New research supported by Phenomics Australia unravels the molecular mechanisms underlying a group of rare diseases characterised by abnormal ribosome protein production. This work has been published in Cell Reports by researchers at the Australian National University and Peter MacCallum Cancer Centre.
Phenomics Australia Functional Genomics and High-Throughput Screening services nodes at the ANU Centre for Therapeutic Discovery (ACTD), and at the Victorian Centre for Functional Genomics (VCFG), have collaborated to unravel the molecular pathogenesis of a rare class of syndromes called ribosomopathies, which impact on ribosome function and protein synthesis. These include Diamond Blackfan Anaemia, an inherited blood disorder that affects the ability of the bone marrow to produce red blood cells.
Dr Amee George, head of the ANU Centre for Therapeutic Discovery, a Phenomics Australia node at the John Curtin School of Medical Research at the Australian National University, and lead of the research said
“This paper describes our work to unravel the molecular mechanism underlying the nucleolar surveillance pathway, which is a stress response pathway activated when ribosome biogenesis is perturbed. Using high-throughput genome-wide functional RNAi screening conducted in both the ACTD and VCFG, we identified the critical genes involved in the regulation of p53, a tumour suppressor protein which is stabilised when the nucleolar surveillance response is activated. This process underlies the molecular pathogenesis of a rare class of syndromes called ribosomopathies which impact on ribosome biogenesis and ribosome function, including Diamond Blackfan Anaemia.”

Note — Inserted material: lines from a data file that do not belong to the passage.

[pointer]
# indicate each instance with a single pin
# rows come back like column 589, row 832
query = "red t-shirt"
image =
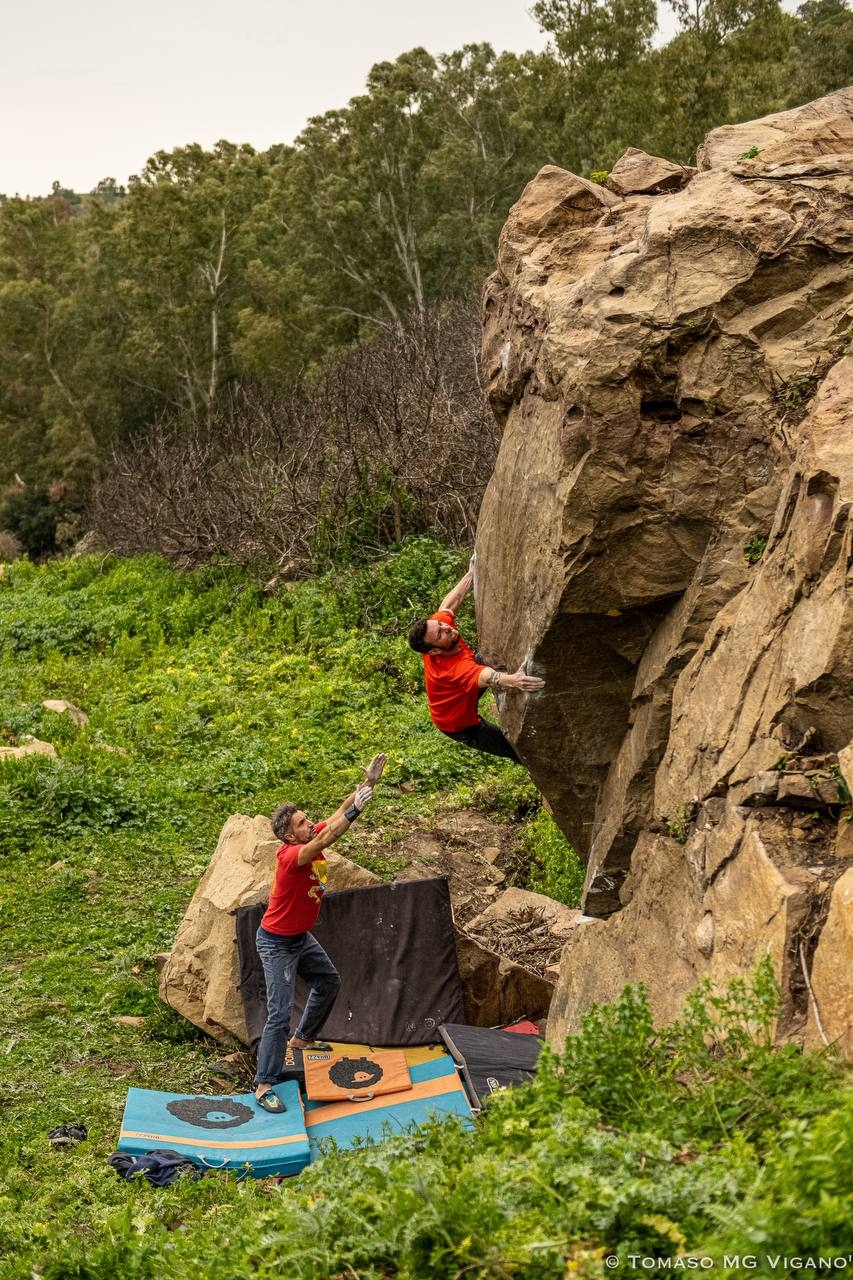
column 452, row 688
column 297, row 891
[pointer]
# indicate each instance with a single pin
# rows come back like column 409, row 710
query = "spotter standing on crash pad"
column 283, row 940
column 456, row 680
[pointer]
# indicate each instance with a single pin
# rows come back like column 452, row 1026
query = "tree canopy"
column 215, row 268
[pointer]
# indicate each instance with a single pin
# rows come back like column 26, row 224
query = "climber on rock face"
column 456, row 680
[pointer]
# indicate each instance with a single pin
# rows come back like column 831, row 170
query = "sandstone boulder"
column 666, row 539
column 830, row 1014
column 638, row 173
column 200, row 977
column 64, row 708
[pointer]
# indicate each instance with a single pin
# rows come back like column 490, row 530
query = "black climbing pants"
column 486, row 737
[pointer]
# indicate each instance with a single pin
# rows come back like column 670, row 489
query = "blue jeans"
column 283, row 958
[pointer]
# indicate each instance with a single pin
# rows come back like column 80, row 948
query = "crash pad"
column 354, row 1077
column 436, row 1092
column 491, row 1060
column 395, row 949
column 219, row 1133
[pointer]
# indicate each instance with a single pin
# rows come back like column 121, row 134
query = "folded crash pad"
column 436, row 1091
column 354, row 1077
column 219, row 1133
column 489, row 1060
column 395, row 949
column 293, row 1065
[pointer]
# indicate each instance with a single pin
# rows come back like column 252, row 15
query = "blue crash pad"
column 219, row 1133
column 437, row 1091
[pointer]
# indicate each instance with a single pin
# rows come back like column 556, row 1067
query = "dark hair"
column 416, row 634
column 282, row 818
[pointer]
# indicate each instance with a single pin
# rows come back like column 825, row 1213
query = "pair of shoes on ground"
column 68, row 1134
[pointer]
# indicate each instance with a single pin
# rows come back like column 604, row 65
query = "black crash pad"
column 489, row 1060
column 395, row 949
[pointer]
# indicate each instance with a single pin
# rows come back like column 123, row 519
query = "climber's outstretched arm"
column 457, row 593
column 492, row 679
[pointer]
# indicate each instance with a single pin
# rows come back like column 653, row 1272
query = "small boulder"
column 638, row 173
column 64, row 708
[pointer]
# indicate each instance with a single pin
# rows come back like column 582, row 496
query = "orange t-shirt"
column 452, row 688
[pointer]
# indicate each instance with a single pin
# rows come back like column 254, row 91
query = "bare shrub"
column 10, row 547
column 389, row 438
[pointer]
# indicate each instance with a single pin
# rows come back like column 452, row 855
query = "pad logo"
column 355, row 1073
column 210, row 1112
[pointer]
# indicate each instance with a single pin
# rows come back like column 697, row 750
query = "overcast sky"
column 91, row 90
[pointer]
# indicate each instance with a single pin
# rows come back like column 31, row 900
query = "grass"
column 227, row 700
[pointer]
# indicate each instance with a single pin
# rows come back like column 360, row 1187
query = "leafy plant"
column 755, row 548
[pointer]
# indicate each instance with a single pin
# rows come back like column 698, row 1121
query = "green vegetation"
column 755, row 548
column 697, row 1138
column 553, row 867
column 218, row 269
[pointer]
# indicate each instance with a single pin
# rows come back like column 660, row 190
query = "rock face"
column 666, row 540
column 200, row 976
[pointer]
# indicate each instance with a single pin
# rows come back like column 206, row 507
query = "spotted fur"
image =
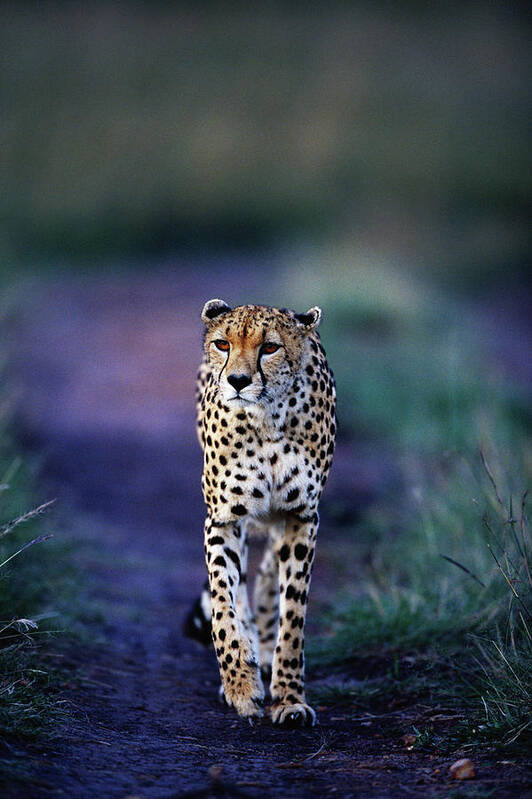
column 266, row 421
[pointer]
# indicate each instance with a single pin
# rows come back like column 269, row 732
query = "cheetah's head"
column 255, row 352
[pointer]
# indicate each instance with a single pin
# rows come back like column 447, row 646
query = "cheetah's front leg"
column 296, row 554
column 237, row 660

“Through genome-wide RNAi screening, we unbiasedly identified that genes which are associated with the ribosome, when disrupted, most potently stabilise p53. Furthermore, we present data to support the notion that a functional nucleolar surveillance pathway is essential for all nuclear-acting stresses to stabilise p53, thus ensuring that ribosome biogenesis is hardwired to cellular proliferative capacity through p53 activity”.
“Our data provides important information that will help us in the future to identify biomarkers and therapies for Diamond Blackfan Anaemia and other ribosomopathies, as well as develop new cancer therapies which selectively activate the nucleolar surveillance pathway.”
This manuscript is dedicated to the memory of A/Prof Kate Hannan, Head of the Cancer Therapeutics Laboratory in the Division of Genome Sciences and Cancer in the John Curtin School of Medical Research, whose contribution was key to the publication of this work.